Au sein du classement établi par Xerfi, ce sont les gestionnaires de data centers (Digital Realty, OVHcloud, Equinix…) qui figurent en retrait. Au-delà d’une intensité carbone dégradée inhérente à leur activité (forte consommation d’électricité et achats de serveurs importés depuis l’Asie), ils affichent une faible maturité sur les enjeux climatiques : absence d’analyse exhaustive sur toute la chaîne de valeur des risques liés au climat, communication volontairement axée sur quelques opportunités isolées, pas d’investissement bas carbone significatif.
Du déni à l’action
Dans ce rapport, les experts de Xerfi présentent des recommandations pour que la filière du numérique en France emprunte une trajectoire plus vertueuse. Selon eux, la décarbonation du secteur à court terme passe par des opérations d’amélioration de l’efficacité énergétique des data centers et des infrastructures de réseaux (antennes mobiles, réseaux filaires, etc.) et l’augmentation de la part d’électricité d’origine renouvelable dans le mix énergétique des acteurs.
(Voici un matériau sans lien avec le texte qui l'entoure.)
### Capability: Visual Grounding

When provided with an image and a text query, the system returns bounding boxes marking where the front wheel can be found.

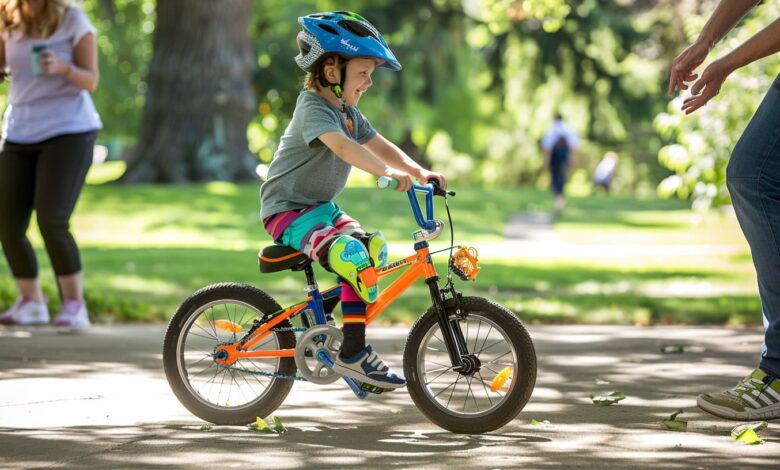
[163,282,296,425]
[403,297,536,434]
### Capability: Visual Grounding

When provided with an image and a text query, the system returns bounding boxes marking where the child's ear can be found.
[323,63,340,84]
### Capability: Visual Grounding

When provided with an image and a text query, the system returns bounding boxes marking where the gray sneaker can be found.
[697,369,780,420]
[332,345,406,389]
[0,298,49,325]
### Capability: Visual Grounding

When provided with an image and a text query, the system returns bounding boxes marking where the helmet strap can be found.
[317,60,349,111]
[333,62,348,111]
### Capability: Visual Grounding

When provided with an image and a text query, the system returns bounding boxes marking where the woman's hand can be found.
[681,58,733,115]
[668,40,710,96]
[416,169,447,190]
[39,50,71,77]
[385,168,413,192]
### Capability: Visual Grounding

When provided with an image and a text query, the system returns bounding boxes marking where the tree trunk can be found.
[122,0,256,183]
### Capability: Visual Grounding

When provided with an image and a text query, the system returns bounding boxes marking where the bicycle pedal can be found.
[358,382,386,394]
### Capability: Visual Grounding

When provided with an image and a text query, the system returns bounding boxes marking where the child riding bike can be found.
[259,11,446,390]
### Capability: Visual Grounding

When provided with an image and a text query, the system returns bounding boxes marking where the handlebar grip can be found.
[377,176,399,190]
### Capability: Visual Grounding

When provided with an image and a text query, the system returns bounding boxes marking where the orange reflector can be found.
[215,320,243,333]
[490,366,512,392]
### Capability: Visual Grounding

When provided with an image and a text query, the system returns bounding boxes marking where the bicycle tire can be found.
[163,282,296,425]
[403,296,536,434]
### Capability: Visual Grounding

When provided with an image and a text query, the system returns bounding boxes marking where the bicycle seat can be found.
[258,245,312,273]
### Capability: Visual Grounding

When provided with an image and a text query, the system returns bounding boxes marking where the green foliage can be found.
[72,1,694,189]
[82,0,155,156]
[654,2,780,210]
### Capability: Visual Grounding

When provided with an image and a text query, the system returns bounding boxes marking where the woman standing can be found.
[0,0,101,329]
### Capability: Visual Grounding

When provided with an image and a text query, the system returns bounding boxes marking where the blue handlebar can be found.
[376,177,438,231]
[408,183,437,231]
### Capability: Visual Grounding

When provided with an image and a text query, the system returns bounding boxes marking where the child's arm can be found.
[319,131,414,191]
[364,134,447,189]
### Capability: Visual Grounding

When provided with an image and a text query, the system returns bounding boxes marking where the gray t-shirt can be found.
[2,8,102,143]
[260,90,376,219]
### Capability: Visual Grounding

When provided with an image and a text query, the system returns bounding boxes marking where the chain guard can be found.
[294,325,343,384]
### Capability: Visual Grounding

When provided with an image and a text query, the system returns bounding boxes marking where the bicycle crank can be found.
[294,325,343,384]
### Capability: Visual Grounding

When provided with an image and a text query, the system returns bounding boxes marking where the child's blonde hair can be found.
[303,54,343,91]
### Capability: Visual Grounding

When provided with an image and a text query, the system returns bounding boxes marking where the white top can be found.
[2,8,102,143]
[541,119,579,151]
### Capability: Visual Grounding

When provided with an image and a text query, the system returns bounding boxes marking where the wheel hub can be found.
[213,343,239,366]
[454,353,481,376]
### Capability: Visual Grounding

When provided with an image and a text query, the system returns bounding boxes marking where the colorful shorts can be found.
[263,202,361,260]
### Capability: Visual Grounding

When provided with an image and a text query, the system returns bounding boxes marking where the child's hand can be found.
[416,170,447,190]
[385,169,413,192]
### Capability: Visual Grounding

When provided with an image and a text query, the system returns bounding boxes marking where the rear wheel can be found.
[403,297,536,434]
[163,283,296,424]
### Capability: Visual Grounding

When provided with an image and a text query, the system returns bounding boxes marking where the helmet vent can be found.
[339,20,377,40]
[317,23,339,35]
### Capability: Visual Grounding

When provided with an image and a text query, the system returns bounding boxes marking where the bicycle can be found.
[163,178,537,434]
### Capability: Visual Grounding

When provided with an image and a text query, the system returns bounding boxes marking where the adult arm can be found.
[682,16,780,114]
[318,131,414,191]
[363,133,447,189]
[39,32,99,92]
[667,0,760,96]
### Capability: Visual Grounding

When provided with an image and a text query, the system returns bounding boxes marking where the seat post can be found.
[303,263,327,324]
[303,263,318,290]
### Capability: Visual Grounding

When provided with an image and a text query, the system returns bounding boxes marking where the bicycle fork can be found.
[426,278,475,374]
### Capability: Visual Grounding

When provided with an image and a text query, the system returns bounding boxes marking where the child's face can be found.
[342,58,378,106]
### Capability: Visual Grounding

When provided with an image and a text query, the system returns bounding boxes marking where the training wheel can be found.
[294,325,343,384]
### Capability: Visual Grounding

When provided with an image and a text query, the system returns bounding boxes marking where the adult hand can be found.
[668,40,710,96]
[681,58,733,115]
[385,168,413,192]
[416,169,447,190]
[39,50,71,77]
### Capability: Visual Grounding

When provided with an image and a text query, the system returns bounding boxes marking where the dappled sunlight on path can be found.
[1,325,778,468]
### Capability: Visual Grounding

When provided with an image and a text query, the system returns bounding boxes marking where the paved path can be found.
[1,324,778,468]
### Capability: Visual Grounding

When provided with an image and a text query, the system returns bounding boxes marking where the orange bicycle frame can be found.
[218,243,439,364]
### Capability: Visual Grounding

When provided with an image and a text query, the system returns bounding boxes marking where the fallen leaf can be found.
[661,409,687,432]
[530,419,551,426]
[731,421,768,445]
[668,409,683,421]
[272,416,287,434]
[248,416,274,433]
[199,423,213,431]
[590,391,626,406]
[734,428,764,445]
[662,420,687,432]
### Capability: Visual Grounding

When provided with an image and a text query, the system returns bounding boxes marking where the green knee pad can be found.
[367,231,388,268]
[328,235,378,303]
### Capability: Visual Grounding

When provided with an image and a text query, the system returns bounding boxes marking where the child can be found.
[260,11,446,389]
[593,151,618,193]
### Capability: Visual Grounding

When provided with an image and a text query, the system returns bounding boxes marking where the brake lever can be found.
[428,179,456,197]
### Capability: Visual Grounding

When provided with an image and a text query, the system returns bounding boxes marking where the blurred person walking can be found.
[668,0,780,420]
[0,0,101,329]
[541,114,579,214]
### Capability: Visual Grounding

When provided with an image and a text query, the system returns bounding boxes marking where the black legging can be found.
[0,131,96,278]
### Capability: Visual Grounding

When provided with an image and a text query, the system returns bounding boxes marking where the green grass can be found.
[0,172,760,325]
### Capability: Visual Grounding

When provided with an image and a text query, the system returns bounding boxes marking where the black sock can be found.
[341,323,366,358]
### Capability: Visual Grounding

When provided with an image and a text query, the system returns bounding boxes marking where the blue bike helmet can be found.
[295,11,401,72]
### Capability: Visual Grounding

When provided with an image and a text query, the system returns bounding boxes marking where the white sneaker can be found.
[54,300,91,330]
[0,298,50,325]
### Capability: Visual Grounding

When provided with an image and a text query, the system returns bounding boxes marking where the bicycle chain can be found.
[216,363,307,382]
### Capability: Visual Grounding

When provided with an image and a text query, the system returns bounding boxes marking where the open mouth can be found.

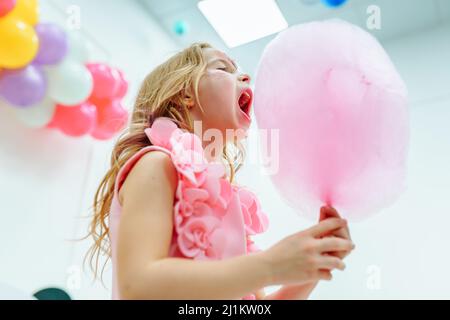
[238,88,253,119]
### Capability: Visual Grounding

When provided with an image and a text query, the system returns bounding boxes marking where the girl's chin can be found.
[235,108,252,130]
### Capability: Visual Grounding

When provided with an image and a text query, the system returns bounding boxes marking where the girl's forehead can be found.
[204,48,236,65]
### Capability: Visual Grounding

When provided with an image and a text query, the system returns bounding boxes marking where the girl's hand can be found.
[259,206,355,300]
[319,206,354,259]
[259,218,354,286]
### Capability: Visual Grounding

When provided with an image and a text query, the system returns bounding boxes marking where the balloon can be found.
[91,100,128,140]
[173,20,188,36]
[0,17,38,69]
[0,0,16,17]
[7,0,38,25]
[46,60,93,106]
[13,97,55,128]
[86,63,122,99]
[254,20,409,221]
[0,65,46,107]
[34,23,68,65]
[321,0,347,8]
[51,102,97,137]
[67,32,90,63]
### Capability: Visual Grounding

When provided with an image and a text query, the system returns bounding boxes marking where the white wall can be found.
[0,0,179,299]
[242,22,450,299]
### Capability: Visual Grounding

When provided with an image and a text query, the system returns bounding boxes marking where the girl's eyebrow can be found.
[209,58,237,69]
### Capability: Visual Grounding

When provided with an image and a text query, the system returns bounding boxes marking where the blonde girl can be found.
[86,42,354,300]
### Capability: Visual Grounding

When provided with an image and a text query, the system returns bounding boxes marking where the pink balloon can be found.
[86,63,123,99]
[51,103,97,137]
[0,0,16,17]
[254,20,409,221]
[91,100,128,140]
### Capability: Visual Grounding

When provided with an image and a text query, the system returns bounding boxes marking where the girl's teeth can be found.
[241,92,250,104]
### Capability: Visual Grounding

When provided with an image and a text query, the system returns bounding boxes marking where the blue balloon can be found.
[321,0,348,8]
[173,20,188,36]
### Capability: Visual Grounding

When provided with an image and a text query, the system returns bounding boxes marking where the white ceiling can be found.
[137,0,450,76]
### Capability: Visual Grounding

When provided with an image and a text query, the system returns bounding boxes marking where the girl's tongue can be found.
[238,90,252,115]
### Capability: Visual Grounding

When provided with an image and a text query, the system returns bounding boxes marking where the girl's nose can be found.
[239,73,251,83]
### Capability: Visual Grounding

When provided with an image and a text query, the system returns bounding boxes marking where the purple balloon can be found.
[34,23,69,65]
[0,66,47,108]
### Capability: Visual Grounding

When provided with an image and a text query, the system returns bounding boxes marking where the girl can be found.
[86,43,354,300]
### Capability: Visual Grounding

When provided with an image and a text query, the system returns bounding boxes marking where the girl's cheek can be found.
[206,69,224,77]
[201,72,235,105]
[207,70,233,81]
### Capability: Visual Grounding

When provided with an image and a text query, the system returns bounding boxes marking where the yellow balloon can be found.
[7,0,39,26]
[0,17,39,69]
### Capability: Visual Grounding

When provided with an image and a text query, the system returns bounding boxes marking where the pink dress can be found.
[108,117,269,300]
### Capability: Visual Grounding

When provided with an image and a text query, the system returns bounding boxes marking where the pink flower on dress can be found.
[174,180,212,231]
[144,117,181,151]
[200,163,233,215]
[177,216,227,260]
[238,188,269,236]
[171,130,203,154]
[171,132,209,186]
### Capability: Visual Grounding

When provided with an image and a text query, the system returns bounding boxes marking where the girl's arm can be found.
[116,151,272,299]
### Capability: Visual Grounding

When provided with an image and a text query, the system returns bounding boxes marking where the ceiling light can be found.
[198,0,288,48]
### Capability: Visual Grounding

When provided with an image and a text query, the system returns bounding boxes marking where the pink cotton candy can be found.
[254,20,409,221]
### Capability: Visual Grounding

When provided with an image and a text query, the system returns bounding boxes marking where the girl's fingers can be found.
[319,206,328,222]
[315,269,333,281]
[317,256,346,271]
[307,218,347,238]
[323,250,346,259]
[320,206,340,219]
[317,237,354,252]
[332,226,351,241]
[319,206,352,240]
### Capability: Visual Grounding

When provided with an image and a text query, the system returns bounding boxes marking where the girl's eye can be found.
[217,66,237,74]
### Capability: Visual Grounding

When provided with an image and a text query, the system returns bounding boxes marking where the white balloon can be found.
[14,97,56,128]
[46,59,93,106]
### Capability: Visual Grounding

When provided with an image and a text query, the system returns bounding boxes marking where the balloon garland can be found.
[0,0,129,140]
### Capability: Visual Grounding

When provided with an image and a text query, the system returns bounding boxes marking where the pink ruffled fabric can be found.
[145,117,269,299]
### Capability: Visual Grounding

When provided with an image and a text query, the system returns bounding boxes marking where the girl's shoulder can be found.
[118,149,177,207]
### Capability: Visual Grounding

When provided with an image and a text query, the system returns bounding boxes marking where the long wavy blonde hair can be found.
[85,42,246,280]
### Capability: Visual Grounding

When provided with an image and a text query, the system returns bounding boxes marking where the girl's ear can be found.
[184,96,194,108]
[183,87,195,109]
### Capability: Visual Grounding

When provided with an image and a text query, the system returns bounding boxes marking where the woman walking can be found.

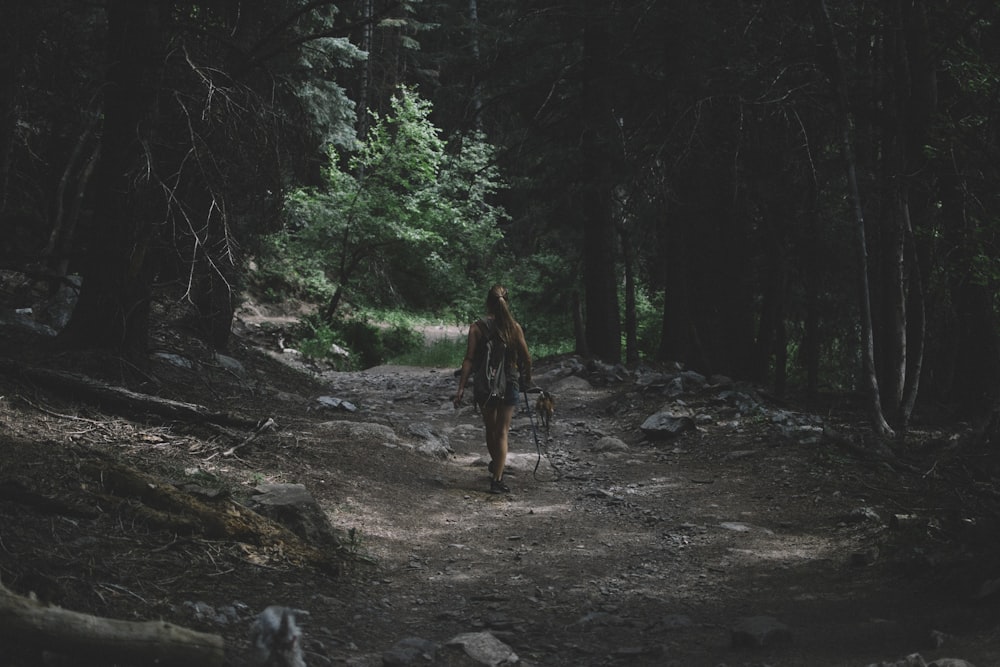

Dans un autre registre, les leaders du numérique réalisent également des opérations similaires pour leurs bureaux, cependant moins énergivores, et ambitionnent d’augmenter la part de véhicules électriques dans leurs flottes d’entreprise.
L’essentiel des émissions de GES pour l’industrie numérique réside en réalité dans les achats […], qui peuvent compter pour 80 % des émissions de scope 3 dans certains cas.
Toutefois, ces initiatives n’agissent qu’à l’échelle des émissions opérationnelles (scopes 1 et 2), très minoritaires à l’échelle du bilan consolidé du secteur du numérique (moins de 10 %). L’essentiel des émissions de GES pour l’industrie numérique réside en réalité dans les achats (composants à base de matériaux rares, processus d’extraction et de transformation très carbonés, acheminement depuis les pays d’Asie du Sud-Est, etc.), qui peuvent compter pour 80 % des émissions de scope 3 dans certains cas, et l’utilisation des produits vendus (73 % du scope 3 pour Dassault Systèmes par exemple).
Or, la décarbonation de ces postes constitue un véritable défi pour les acteurs qui doivent repenser la conception de leurs produits, engager la chaîne de valeur et notamment les transporteurs mais aussi sensibiliser les clients. Ce sont les opérations visant à réduire l’empreinte carbone indirecte, et notamment l’écoconception des produits et services ainsi que la mise en place de politique d’achat responsable, qui ont le plus d’impact en termes de réduction de GES. Les opérateurs tentent également de mobiliser leurs collaborateurs pour réduire l’empreinte carbone liée aux déplacements domicile-travail et professionnels.
Dans ces conditions, un encadrement plus strict pour verdir le numérique paraît inéluctable, de l’avis des experts de Xerfi. Des solutions de décarbonation efficaces existent et si la réduction de son empreinte carbone représente un coût incompressible pour une entreprise, elle est aussi source d’opportunités de business comme le leasing vert ou le green IT, car il ne faut pas écarter le risque réputationnel auprès des employés et des candidats potentiels d’un manque de volontarisme sur le sujet.
* Accenture, Altice France, Atos, Bouygues Telecom, Capgemini, Cegedim, Dassault Systèmes, Data 4, Digital Realty, Equinix, Eutelsat, IBM, Iliad, Inetum, Microsoft, Orange, OVHcloud, SAP, Sopra Steria et Ubisoft.